Jego wpływ na współczesne kino gatunkowe jest tak samo ważny, jak ten wywarty przez twórczość Tarantino. Patrząc tylko na jego imię (Shane, niczym bohater „Jeźdźca znikąd) i nazwisko (Black – czerń), inaczej być nie mogło.
Poniżej znajdziecie zestaw siedmiu moich ulubionych scen z siedmiu napisanych, wyreżyserowanych lub… zagranych przez niego filmów. Enjoy!
1. Zakup narkotyków – „Zabójcza broń” (1987)
Świeżość, jaką Black wniósł do kina sensacyjnego najlepiej odzwierciedla postać Martina Riggsa, policjanta działającego na pograniczu prawa, obłędu i groteski. Pamiętna scena kontrolowanego zakupu narkotyków, w której go poznajemy, mówi wszystko na temat postaci, całego cyklu i kierunku, w jakim zmierzać będzie nurt policyjnych buddy-movies. W interpretacji Mela Gibsona Riggs jest nie tylko zabawny i skuteczny, ale też po prostu nieobliczalny.
2. Hawkins żartuje – „Predator” (1987)
Mniej znany, aktorski epizod z dorobku Blacka. W klasycznym sensacyjniaku sci-fi zagrał Hawkinsa, wiecznie dowcipkującego członka oddziału dowodzonego przez Arnolda Schwarzeneggera. Klasyka seksistowskiego dowcipu lat 80.
3. Bomba w toalecie – „Zabójcza broń 2” (1989)

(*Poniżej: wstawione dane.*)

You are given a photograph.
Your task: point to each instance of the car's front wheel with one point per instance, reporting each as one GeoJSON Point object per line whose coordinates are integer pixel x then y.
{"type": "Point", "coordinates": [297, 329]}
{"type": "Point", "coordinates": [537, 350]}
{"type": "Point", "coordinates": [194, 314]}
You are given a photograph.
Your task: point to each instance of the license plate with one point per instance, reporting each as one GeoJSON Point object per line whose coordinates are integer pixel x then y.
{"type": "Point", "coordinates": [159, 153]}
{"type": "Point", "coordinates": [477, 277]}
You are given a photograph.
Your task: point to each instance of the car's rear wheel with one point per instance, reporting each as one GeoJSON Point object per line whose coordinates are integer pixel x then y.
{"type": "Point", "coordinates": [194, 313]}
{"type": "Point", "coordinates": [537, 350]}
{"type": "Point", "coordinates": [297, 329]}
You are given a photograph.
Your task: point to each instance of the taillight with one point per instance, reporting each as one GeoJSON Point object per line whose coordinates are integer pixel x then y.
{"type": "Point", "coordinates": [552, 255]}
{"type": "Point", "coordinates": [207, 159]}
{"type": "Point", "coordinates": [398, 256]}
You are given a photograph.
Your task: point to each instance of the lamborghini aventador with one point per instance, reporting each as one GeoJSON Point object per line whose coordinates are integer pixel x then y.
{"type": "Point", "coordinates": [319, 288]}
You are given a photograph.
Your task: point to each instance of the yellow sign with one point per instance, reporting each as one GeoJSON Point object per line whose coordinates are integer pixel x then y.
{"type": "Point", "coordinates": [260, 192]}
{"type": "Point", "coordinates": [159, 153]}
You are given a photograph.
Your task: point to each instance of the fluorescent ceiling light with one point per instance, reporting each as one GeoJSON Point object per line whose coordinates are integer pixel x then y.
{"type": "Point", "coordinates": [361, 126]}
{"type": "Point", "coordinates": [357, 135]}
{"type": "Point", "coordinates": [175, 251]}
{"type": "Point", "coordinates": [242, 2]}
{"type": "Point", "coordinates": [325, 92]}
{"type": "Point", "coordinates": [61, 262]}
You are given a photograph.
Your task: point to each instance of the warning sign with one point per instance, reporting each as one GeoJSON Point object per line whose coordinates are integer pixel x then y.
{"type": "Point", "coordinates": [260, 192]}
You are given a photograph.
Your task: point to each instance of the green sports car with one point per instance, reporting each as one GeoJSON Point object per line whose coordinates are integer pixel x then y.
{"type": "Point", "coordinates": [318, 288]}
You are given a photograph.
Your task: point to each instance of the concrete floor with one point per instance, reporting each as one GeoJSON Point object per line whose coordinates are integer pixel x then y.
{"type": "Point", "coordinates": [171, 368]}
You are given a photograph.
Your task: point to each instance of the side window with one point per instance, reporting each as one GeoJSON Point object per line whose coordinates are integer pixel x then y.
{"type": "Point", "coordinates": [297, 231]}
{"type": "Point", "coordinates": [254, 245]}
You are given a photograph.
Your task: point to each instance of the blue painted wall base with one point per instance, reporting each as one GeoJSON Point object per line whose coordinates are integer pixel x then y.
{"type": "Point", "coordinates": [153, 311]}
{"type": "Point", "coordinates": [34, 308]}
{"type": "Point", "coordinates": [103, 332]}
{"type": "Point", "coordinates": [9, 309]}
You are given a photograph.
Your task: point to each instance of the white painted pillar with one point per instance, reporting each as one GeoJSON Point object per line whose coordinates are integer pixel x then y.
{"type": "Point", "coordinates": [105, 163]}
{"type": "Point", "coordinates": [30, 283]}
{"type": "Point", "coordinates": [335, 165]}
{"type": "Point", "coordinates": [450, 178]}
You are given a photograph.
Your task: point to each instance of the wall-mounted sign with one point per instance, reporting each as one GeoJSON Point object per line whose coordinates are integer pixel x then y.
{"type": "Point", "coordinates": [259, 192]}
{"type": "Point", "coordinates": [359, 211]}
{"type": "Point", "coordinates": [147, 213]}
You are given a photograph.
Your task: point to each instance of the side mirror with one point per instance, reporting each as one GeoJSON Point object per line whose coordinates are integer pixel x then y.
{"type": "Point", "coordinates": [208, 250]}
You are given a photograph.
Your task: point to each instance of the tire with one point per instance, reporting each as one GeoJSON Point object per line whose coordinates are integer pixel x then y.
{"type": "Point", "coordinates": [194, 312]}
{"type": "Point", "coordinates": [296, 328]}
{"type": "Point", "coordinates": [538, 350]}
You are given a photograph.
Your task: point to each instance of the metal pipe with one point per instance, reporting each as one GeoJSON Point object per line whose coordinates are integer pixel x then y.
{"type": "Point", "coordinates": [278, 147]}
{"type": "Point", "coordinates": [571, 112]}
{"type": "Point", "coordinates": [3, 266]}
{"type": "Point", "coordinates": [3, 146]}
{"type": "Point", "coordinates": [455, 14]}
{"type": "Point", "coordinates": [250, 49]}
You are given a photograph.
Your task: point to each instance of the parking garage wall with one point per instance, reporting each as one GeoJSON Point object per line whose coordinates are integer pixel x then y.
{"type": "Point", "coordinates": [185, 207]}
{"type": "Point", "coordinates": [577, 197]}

Prawdziwych przyjaciół poznaje się… na kiblu. Drugim, bardzo ważnym wyznacznikiem jakości serii z Gibsonem i Dannym Gloverem jest niezwykła więź łącząca grane przez nich postacie. Riggs nie opuszcza swojego partnera nawet, gdy terroryści podkładają w jego toalecie ładunek wybuchowy. Piękna, świetnie odegrana scena filmowej przyjaźni z jednej strony, szczyt hollywoodzkiego (proszącego się o metaforyczne ujęcie, wszak od sedesu do Hollywood niedaleko) absurdu z drugiej.
4. Demonstracja siły – „Ostatni skaut” (1991)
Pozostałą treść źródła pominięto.